СВ обрадовало пустотой и уютом. Чистая скатёрка на столе, аккуратные занавески и тихий шум кондиционера вызвали на лице слуги народа довольную улыбку. Степан Витальевич бросил кейс на койку, уселся рядом и уставился в окно, за которым моросил осенний дождь, косо роняя на стекло редкие капли. Спустя несколько секунд в дверь постучали:

— Да-да? – отозвался слуга народа.

Миловидная проводница в голубой рубашке и тщательно выглаженной синей юбке, осторожно приоткрыла дверь и спросила:

— Желаете что-нибудь? Чай, шоколад?

— Не-е, — осклабился Степан Витальевич. – У меня пиво в кейсе.

— Если что понадобится – обращайтесь.

— Ну разве что вы мне понадобитесь... – пустил слюни в похабной улыбке слуга народа.

Выщипанные брови проводницы вспорхнули вверх.

— Простите? – спросила она.

— Вас как зовут?

— Светлана.

— Светлана, понимаете, — Степан Витальевич бесцеремонно оглядывал стройные ноги проводницы, — Я за рулём обычно, алкоголь редко себе позволяю. Машина дорогая, «Майбах». А тут впереди вся ночь, у меня с собой только две баночки чешского пива и три рыбки. Вы это… пивом торгуете?

— Да. Сто рублей бутылка. Пиво отечественное. Принести вам?

— Да не, пока не надо. Это… если захотите составить компанию одинокому пассажиру…

— Я на службе, — холодно ответила Светлана.

— Эх! – вздохнул слуга народа, хлопнув себя по ляжкам. — Ну что ж, тогда я может сам к вам зайду, пивка прикупить…

— Хорошо.
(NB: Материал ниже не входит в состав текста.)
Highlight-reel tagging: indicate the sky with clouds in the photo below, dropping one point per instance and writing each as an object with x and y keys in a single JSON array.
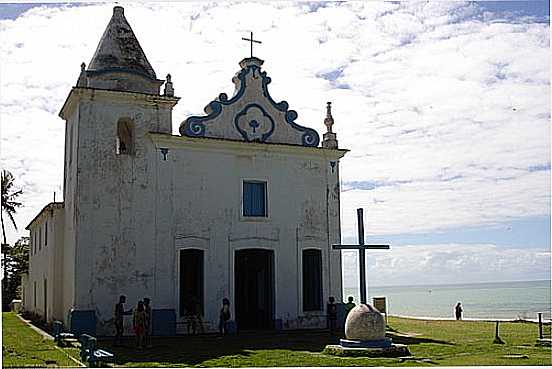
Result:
[{"x": 445, "y": 107}]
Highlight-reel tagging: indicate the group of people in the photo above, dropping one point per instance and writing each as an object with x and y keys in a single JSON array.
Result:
[{"x": 141, "y": 321}]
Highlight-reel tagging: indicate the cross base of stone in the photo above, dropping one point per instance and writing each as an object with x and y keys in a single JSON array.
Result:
[{"x": 395, "y": 350}]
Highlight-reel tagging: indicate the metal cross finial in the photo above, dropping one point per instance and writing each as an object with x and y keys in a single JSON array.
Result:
[
  {"x": 251, "y": 40},
  {"x": 328, "y": 121}
]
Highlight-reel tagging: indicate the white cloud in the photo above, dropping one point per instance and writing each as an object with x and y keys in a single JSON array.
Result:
[
  {"x": 447, "y": 263},
  {"x": 445, "y": 107}
]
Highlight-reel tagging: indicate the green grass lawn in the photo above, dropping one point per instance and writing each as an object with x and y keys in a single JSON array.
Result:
[
  {"x": 22, "y": 346},
  {"x": 446, "y": 343}
]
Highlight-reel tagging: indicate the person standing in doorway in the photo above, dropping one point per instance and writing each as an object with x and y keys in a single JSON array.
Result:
[
  {"x": 331, "y": 311},
  {"x": 458, "y": 311},
  {"x": 147, "y": 327},
  {"x": 119, "y": 320},
  {"x": 224, "y": 316}
]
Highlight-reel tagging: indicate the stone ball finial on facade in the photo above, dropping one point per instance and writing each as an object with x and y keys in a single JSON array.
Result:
[
  {"x": 169, "y": 90},
  {"x": 328, "y": 121},
  {"x": 365, "y": 323}
]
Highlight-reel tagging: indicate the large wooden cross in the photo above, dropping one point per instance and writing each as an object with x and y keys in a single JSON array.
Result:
[
  {"x": 361, "y": 247},
  {"x": 251, "y": 40}
]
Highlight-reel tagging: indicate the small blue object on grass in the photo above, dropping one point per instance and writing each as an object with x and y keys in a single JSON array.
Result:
[
  {"x": 61, "y": 338},
  {"x": 386, "y": 342},
  {"x": 91, "y": 354}
]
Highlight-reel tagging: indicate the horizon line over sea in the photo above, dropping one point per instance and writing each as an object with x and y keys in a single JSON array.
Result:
[
  {"x": 448, "y": 284},
  {"x": 485, "y": 300}
]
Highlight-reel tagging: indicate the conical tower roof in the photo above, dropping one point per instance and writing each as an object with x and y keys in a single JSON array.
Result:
[{"x": 119, "y": 50}]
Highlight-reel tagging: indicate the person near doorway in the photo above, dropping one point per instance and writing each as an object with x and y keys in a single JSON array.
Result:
[
  {"x": 139, "y": 323},
  {"x": 458, "y": 311},
  {"x": 331, "y": 310},
  {"x": 224, "y": 316},
  {"x": 119, "y": 320},
  {"x": 147, "y": 327},
  {"x": 349, "y": 305}
]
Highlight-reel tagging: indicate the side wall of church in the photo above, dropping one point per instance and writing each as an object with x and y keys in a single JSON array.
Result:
[
  {"x": 69, "y": 196},
  {"x": 43, "y": 291}
]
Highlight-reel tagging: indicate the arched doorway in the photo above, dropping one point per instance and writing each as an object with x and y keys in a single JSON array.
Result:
[
  {"x": 254, "y": 288},
  {"x": 191, "y": 282}
]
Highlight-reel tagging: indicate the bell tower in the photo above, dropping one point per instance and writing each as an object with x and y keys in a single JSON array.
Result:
[{"x": 110, "y": 173}]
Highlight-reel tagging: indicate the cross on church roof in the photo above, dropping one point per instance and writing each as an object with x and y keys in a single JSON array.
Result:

Приятной дороги.

Дверь закрылась одновременно с кивком Степана Витальевича.

Слуга народа довольно потянулся, вынул из кейса целлофановый пакет с воблой и банку пива. Лёгкий хлопок — и прохладный пенистый напиток полился в жадное горло.

Вылакав полбанки, Степан Витальевич с чувством рыгнул и принялся чистить рыбу, складывая чешую в аккуратную горку.

Глоток за глотком и банка опустела. Очередной хлопок под важное сопение и пиво из новой тары пошло в расход.

В Твери Степан Витальевич вышел на станцию и немного побродил мимо местных продавцов разнообразной снеди. Затем прикупил ещё банку пива, чем вызвал недоумение на лице Светланы, что дежурила у входа в вагон.

— Тут дешевле, — скалясь, произнёс он.

Светлана лишь пожала плечами.

Степан Витальевич любил такие остановки, а потому редко покупал билеты на экспресс-поезда. Он ещё немного подышал прохладным тверским воздухом, богатым озоном после дождя, а потом, за минуту до отправления, вошёл в вагон.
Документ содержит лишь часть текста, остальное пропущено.